You asked a very good question, and it is something that I feel as well. You are not alone in your thinking, there are many people who feel similar to you. Do not feel ashamed for feeling the way that you feel. I think everyone who has responded has given you amazing answers, and your words along with the responses from everyone made me tear up. I think the fear of being "alone" is very real for many people, at some point in life. Some people can be surrounded by the best family members and dozens of friends who all love them, but that person can still feel alone or lonely. I can relate to that feeling. I think talking professionally to someone can help, along with making yourself realize how you can be just fine loving yourself and on your own. But I get it, it is a constant struggle. What I will say for you not to do, from my own personal experience, is get into random relationships with people if you recognize it is not the right fit for you. It will only make things worse. I have learned that it is better to be alone, than to be surrounded by the wrong company. Although I feel very lonely often, I would rather feel this way than be with the wrong person. How I look at it, is if someone does not match my efforts, bring what I am bringing to the table, and does not better me as a person...I don't need them because I already got myself, so what's the point if there is nothing of value to be added to me or my life? I am not simply going to add someone into the mix, just to say that I have someone. That is foolishness.

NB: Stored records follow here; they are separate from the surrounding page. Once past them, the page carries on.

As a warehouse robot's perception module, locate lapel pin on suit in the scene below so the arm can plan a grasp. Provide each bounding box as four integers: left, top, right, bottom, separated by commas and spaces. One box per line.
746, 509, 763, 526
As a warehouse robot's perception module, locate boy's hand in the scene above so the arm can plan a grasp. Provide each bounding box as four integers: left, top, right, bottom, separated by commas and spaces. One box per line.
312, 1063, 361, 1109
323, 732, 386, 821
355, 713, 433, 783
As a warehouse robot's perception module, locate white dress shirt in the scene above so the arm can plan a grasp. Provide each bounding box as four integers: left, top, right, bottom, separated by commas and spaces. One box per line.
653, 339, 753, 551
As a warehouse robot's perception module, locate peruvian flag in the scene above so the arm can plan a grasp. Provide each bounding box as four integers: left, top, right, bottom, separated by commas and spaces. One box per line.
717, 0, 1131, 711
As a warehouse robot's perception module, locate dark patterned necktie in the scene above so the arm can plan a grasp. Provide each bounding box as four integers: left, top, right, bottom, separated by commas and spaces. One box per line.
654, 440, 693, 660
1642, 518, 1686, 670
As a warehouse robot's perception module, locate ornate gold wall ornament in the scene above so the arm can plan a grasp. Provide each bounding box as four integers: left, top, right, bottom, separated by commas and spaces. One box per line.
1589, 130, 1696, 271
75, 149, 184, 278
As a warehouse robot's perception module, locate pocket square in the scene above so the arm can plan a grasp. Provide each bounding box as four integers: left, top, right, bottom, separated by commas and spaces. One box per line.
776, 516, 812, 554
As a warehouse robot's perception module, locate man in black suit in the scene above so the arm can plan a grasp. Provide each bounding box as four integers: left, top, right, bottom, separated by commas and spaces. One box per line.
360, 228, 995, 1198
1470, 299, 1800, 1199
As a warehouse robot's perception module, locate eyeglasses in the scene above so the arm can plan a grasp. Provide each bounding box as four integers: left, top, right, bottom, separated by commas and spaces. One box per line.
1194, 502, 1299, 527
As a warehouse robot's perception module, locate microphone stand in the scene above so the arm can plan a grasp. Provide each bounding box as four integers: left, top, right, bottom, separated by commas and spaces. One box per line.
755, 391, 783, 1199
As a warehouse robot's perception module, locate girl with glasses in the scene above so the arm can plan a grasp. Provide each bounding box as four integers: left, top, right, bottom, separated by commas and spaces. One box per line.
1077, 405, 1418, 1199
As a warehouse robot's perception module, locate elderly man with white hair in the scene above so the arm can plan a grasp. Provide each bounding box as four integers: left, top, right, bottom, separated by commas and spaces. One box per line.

What has helped me is that I have been trying to focus on myself and my goals for life, new careers, and new opportunities to meet new people. Music helps me escape, as does going out with family and friends. Laughter is the best medicine, and I laugh at everything. I am a true believer in the saying, "A day without laughter, is a day wasted." It truly is a waste. No matter how upset or sad I am, I always find a reason to laugh or smile...and there IS always a reason :)
Another thing that has helped me is to adjust my way of thinking. Rather than focus on the negatives and everything that I feel is wrong in my life, I try to look at the positives and everything right. Things will eventually fall into place, it is a matter of having patience.